Hopefully you can make the event, as these events on Saturday are likely to be of some interest to attending members. And as usual......most importantly, HAVE FUN!  

For more info......visit http://www.cagohio.net


----------



## crappielooker (Apr 5, 2004)

alright!!!..this did it!!..i may have to come over and learn something new now..  i also wants to pick his brain on st. lawrance anyways..i'll break out my pre-euro gear for this outing.. 
PS..who could pass on a day on the bank with some great friends anyways..


----------



## tpet96 (Apr 6, 2004)

Now THAT'S the spirit!


----------



## catking (Apr 5, 2004)

As it looks now, this is one carp outing I should be able to make.
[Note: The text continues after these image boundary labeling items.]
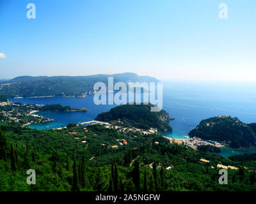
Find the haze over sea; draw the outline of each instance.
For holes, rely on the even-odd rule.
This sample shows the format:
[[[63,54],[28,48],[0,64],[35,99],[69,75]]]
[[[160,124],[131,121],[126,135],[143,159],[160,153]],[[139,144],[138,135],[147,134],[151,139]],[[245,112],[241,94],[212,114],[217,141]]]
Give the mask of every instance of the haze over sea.
[[[51,97],[19,98],[12,101],[41,105],[60,103],[63,106],[90,110],[87,112],[37,113],[54,120],[53,122],[29,126],[38,129],[61,127],[68,123],[92,120],[99,113],[108,112],[116,106],[96,105],[93,94],[83,98]],[[175,118],[170,122],[173,132],[163,135],[175,138],[184,138],[202,119],[214,116],[229,115],[238,117],[244,123],[256,122],[256,84],[164,82],[163,109],[171,117]],[[224,156],[234,154],[231,150],[228,151],[227,149],[224,152]]]

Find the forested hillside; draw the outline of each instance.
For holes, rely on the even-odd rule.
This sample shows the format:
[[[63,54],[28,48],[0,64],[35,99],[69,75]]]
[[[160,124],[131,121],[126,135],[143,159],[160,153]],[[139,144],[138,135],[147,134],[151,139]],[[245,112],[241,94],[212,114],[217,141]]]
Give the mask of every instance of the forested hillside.
[[[9,81],[0,82],[0,94],[8,97],[35,97],[46,96],[80,96],[93,91],[97,82],[106,86],[108,77],[116,82],[156,82],[153,77],[140,76],[134,73],[125,73],[111,75],[97,75],[84,76],[19,76]]]
[[[252,147],[256,146],[256,134],[250,125],[237,118],[223,115],[202,120],[189,133],[191,137],[225,142],[230,147]]]
[[[100,113],[95,120],[110,122],[120,120],[124,126],[143,129],[157,128],[163,132],[171,131],[172,128],[168,123],[170,120],[169,113],[162,110],[151,112],[153,105],[124,105],[111,108],[109,112]]]
[[[2,122],[0,128],[0,191],[256,190],[255,173],[243,168],[255,170],[255,161],[200,153],[157,134],[129,135],[101,125],[38,131]],[[219,184],[217,164],[240,168],[228,170],[228,185]],[[36,171],[35,185],[26,183],[28,169]]]

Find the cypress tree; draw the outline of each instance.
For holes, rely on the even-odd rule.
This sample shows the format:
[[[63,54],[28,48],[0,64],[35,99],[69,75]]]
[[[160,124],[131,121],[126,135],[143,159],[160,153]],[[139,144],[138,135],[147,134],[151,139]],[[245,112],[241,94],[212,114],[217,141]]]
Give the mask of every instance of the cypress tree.
[[[114,169],[114,164],[111,164],[111,179],[113,181],[115,178],[115,169]]]
[[[78,180],[81,187],[82,187],[82,170],[81,170],[82,163],[80,162],[78,164]]]
[[[26,150],[27,150],[27,153],[29,152],[29,147],[28,147],[28,144],[26,145]]]
[[[149,182],[149,191],[154,191],[155,187],[155,180],[154,179],[153,175],[150,173],[150,182]]]
[[[15,149],[14,154],[15,154],[15,156],[16,165],[17,165],[17,166],[18,168],[18,166],[19,166],[19,157],[18,157],[18,154],[17,153],[17,148]]]
[[[85,161],[84,157],[82,157],[82,166],[81,166],[81,179],[82,179],[82,187],[85,187]]]
[[[66,169],[67,171],[69,171],[69,164],[68,164],[68,154],[67,153],[67,157],[66,157]]]
[[[78,191],[79,190],[78,184],[78,175],[76,157],[74,156],[74,164],[73,164],[73,186],[72,191]]]
[[[161,182],[161,191],[164,191],[164,168],[162,166],[160,170],[160,182]]]
[[[1,130],[0,130],[0,159],[6,161],[6,150],[8,147],[7,138]]]
[[[11,145],[11,155],[10,155],[10,157],[11,157],[11,167],[12,167],[12,170],[13,171],[16,171],[17,168],[16,168],[16,159],[15,159],[15,156],[14,155],[14,150],[13,150],[13,146],[12,143]]]
[[[134,168],[132,170],[132,182],[136,191],[140,191],[140,164],[137,160],[135,161]]]
[[[255,173],[253,172],[253,173],[252,173],[250,177],[250,180],[251,182],[251,185],[254,185],[254,182],[255,182]]]
[[[240,166],[239,174],[240,175],[240,182],[241,183],[243,181],[244,178],[244,171],[243,166]]]
[[[147,173],[146,171],[144,171],[144,184],[143,184],[143,191],[148,191],[148,184],[147,180]]]
[[[116,164],[114,165],[113,184],[114,184],[114,191],[115,192],[118,191],[118,172],[117,171],[117,168]]]
[[[158,191],[157,171],[156,170],[156,161],[154,161],[154,164],[153,164],[153,176],[154,176],[154,184],[155,184],[156,191]]]
[[[109,178],[109,183],[108,184],[108,191],[113,192],[113,180],[112,180],[111,177],[110,177],[110,178]]]
[[[5,149],[3,149],[3,159],[4,161],[7,161],[6,152],[5,151]]]
[[[34,150],[32,151],[32,161],[36,162],[36,154],[35,153]]]
[[[124,193],[124,186],[122,179],[120,178],[119,180],[119,186],[120,186],[120,192]]]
I might even break out a rod........  ............... DA KING !!!


----------



## tpet96 (Apr 6, 2004)

WHWHWHWHWHWHWHAAAAAAAAAAAAAAAAAAT? Da' King fishing?  Be good to see you again King.


----------



## catking (Apr 5, 2004)

YES !!! I do believe I'll break out the rods  I have some grape flavored chick peas that workd just wonderful at the Lorelei. Ask Bob, he saw them in action  Hey, I used plain bread and vanilla(aka MISO) and it stayed on the hook for freakin HOURS!!! I caught a nice (to steal an OGF members words) backstroker  THE CATKING !!!


----------



## Carpless (Apr 12, 2004)

Trout chow. That stuff stinks to high heaven until you get used to it. Not for the faint of heart.


----------



## Buckeye Bob (Apr 5, 2004)

Looking forward to it guys and gals....I'll be fishing NC Paylaker style that weekend....baitcasters, NC rodstands....complete with their homemade Radio Shack component bite alarms.

The baits I'll be covering are Rice, Millet, Grit, Chow and Oat. We'll make some...and I'll have some pre-made...will also provide a couple pages of recipes.

Chow smell is in the "nose of the beholder" Carpless  I think it smells CARPY....  The ones I'll have there are all Purina Aquamax Products...Fry Starter Powder (fishmeal, fishoil, bloodmeal), Size 300 (sinking, smaller than a BB) 400 (floating/bit bigger) and 600 (floating/bit bigger)...all these can be made to sink/float etc if prepared right...the 600 is also a GREAT topwater catcher. Remember...it's BYOB...Bring Your Own Baggies


----------



## Buckeye Bob (Apr 5, 2004)

Meant to add....as Shawn mentioned...if there's any left after everyone gets their freebie....I'll sell the remainder on hand, first come first serve.... 60 cents a pound on all except the fry powder which will go for 80 cents per pound. 

PS...I'm not going into the bait selling business  This is being done due to many folks asking and being curious about chow...buying a 50 lb bag is a bit much for curiosity  then ya got to store it.  

See y'all on the bank.


----------



## atrkyhntr (May 31, 2004)

> homemade Radio Shack component bite alarms


I'd like to see plans for those


----------



## atrkyhntr (May 31, 2004)

BTW looks like I can make this one... It will be up to the $$$ part now LOL


----------



## Buckeye Bob (Apr 5, 2004)

atrkyhntr said:


> I'd like to see plans for those


I'll see if I can get a list of the components used....and we can open up one of them bankside for you to see. See ya there.


----------